A tale from a bygone age of a young boy's fascination with the animal world and his wry observations of the menagerie of adults that constitutes his family, Durrell's book recalls (and fictionalises) his progress through his early teen years on the island of Corfu.
In Janys Chambers's adaptation, the adult Gerald Durrell (Simeon Truby) narrates the tale on behalf of his younger self (a young actor who is almost constantly onstage but makes next to no sound throughout the entire production). This enables the show to capture the wry observations of the adult while allowing us glimpses of the younger Gerry's fascination and obsession with the flora and fauna that surround him. It's a device that makes unexpectedly heavy demands of the younger actor, which thankfully William Osborne, the performer on the night I saw it, manages to live up to.
Truby, too, is a lynchpin of this production, waltzing in and out of the action with an avuncular, fond smile on his face and narrating with passion and pleasure. He also voices the younger character's interactions with the adults he encounters, in a convention which seems slightly off-putting at first but which becomes natural as the production continues.
Other honourable mentions must go to Stephen Billington, who is utterly transformed from his previous role as John Proctor in The Crucible, here playing Gerald's gun-obsessed brother Leslie with a winningly blank gaze, in a peach of a small-scale comedy performance. Julia Watson holds the family together as Mrs Durrell, always staying on the very likeable side of batty, as she indulges her youngest boy's conservationist instincts.

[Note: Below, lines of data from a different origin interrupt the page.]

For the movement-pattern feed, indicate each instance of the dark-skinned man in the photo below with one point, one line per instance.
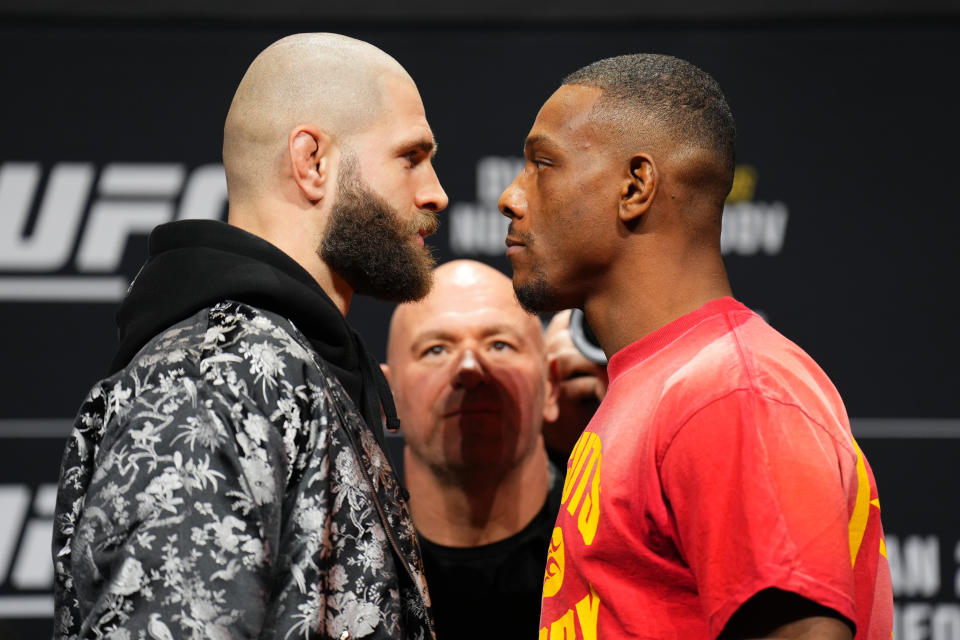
(718, 491)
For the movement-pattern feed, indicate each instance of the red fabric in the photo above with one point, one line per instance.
(720, 464)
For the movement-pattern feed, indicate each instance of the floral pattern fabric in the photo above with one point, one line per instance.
(223, 485)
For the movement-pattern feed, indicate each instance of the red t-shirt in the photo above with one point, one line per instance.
(719, 464)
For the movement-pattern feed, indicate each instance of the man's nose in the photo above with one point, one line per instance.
(470, 371)
(430, 195)
(513, 202)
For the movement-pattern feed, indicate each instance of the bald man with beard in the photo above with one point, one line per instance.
(227, 479)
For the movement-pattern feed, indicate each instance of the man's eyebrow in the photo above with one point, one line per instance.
(427, 145)
(537, 139)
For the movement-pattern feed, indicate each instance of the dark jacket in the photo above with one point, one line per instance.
(222, 483)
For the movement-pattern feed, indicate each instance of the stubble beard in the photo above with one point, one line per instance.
(369, 245)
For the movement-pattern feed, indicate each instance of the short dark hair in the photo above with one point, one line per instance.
(668, 92)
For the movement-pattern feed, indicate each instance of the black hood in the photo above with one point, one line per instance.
(194, 264)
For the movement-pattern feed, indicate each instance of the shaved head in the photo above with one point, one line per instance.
(468, 369)
(328, 80)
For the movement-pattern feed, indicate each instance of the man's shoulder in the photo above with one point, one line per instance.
(221, 332)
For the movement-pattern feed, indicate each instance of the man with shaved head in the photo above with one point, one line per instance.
(717, 491)
(468, 370)
(227, 479)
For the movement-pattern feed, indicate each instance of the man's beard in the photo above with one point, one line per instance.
(371, 247)
(536, 295)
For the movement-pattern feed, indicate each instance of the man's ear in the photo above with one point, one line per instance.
(639, 188)
(309, 149)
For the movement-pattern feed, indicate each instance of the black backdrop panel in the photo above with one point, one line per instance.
(842, 230)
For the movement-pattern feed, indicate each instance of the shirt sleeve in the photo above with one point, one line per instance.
(759, 500)
(178, 520)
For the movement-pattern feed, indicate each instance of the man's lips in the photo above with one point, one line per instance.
(514, 245)
(468, 409)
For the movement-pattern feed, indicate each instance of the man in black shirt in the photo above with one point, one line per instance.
(469, 371)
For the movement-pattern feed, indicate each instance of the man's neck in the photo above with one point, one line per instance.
(478, 507)
(628, 308)
(299, 245)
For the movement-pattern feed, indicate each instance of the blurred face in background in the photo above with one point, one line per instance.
(468, 370)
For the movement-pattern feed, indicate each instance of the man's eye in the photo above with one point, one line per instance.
(434, 350)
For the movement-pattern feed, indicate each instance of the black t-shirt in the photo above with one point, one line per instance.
(492, 591)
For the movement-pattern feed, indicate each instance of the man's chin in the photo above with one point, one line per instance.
(534, 295)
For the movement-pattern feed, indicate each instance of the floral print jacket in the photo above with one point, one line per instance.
(223, 485)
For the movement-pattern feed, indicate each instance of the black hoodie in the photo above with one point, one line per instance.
(194, 264)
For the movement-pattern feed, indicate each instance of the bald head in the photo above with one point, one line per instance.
(327, 80)
(463, 292)
(468, 371)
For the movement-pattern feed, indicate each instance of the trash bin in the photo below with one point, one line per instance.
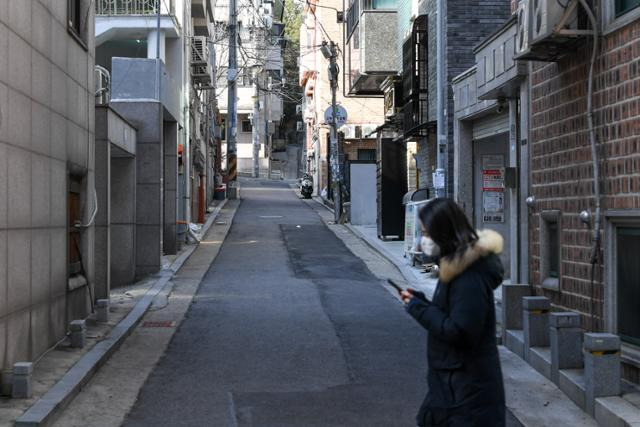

Jonathan Race, as Larry, gets to sound an enjoyable note of cynicism, though in one of the play's episodes we are reminded that pride comes before a fall. And Emily Pithon as Margo is harmlessly and humorously bonkers as well.
Furthermore, it's a delight to see Michael Lambourne return to the main stage as Roger the Dog, young Durrell's constant companion, and Lambourne's extremely physical portrayal of the dog is the most successful realisation of the animal kingdom onstage.
Other beasts and birds are represented by a mixture of masked actors and puppets. These are a mixed bag of styles, with most looking delightful but being somewhat inexpertly wielded, so that Achilles the tortoise, for instance, races round the stage (and into a hasty grave) in a most unseemly manner.
The song interludes as well, while attempting to conjure the mystical peasant natives encountered by Gerry on the island, feel forced and uncomfortable rather than magical. At moments the impressive technicalities of the set are flawed, with the Rosebeetle Man's entrance, for instance, awkwardly pre-empted by clumsy staging involving the central trapdoor.
However, the possibilities of the set are elsewhere put to imaginative use, and there is much to delight the younger members of the audience. The aforementioned heavy bias towards narration also gives this the air of a children's show along the lines of those so delightfully staged by the tutti frutti theatre company in the Theatre Royal's Studio. But with a long first half and a lack of a focused narrative drive, My Family and Other Animals is not clearly a children's show, while many of the tricks and games of the staging will leave adults underwhelmed. Last year's Wind in the Willows explored similar territory, but that production was much more successful in weaving a consistent whole out of the similarly episodic source material, aided by its delightful live music and more coherent aesthetic. This is not a failure of an attempt to stage the book, just not quite a consistent or exciting enough realisation of a young boy's wonder at the animal kingdom.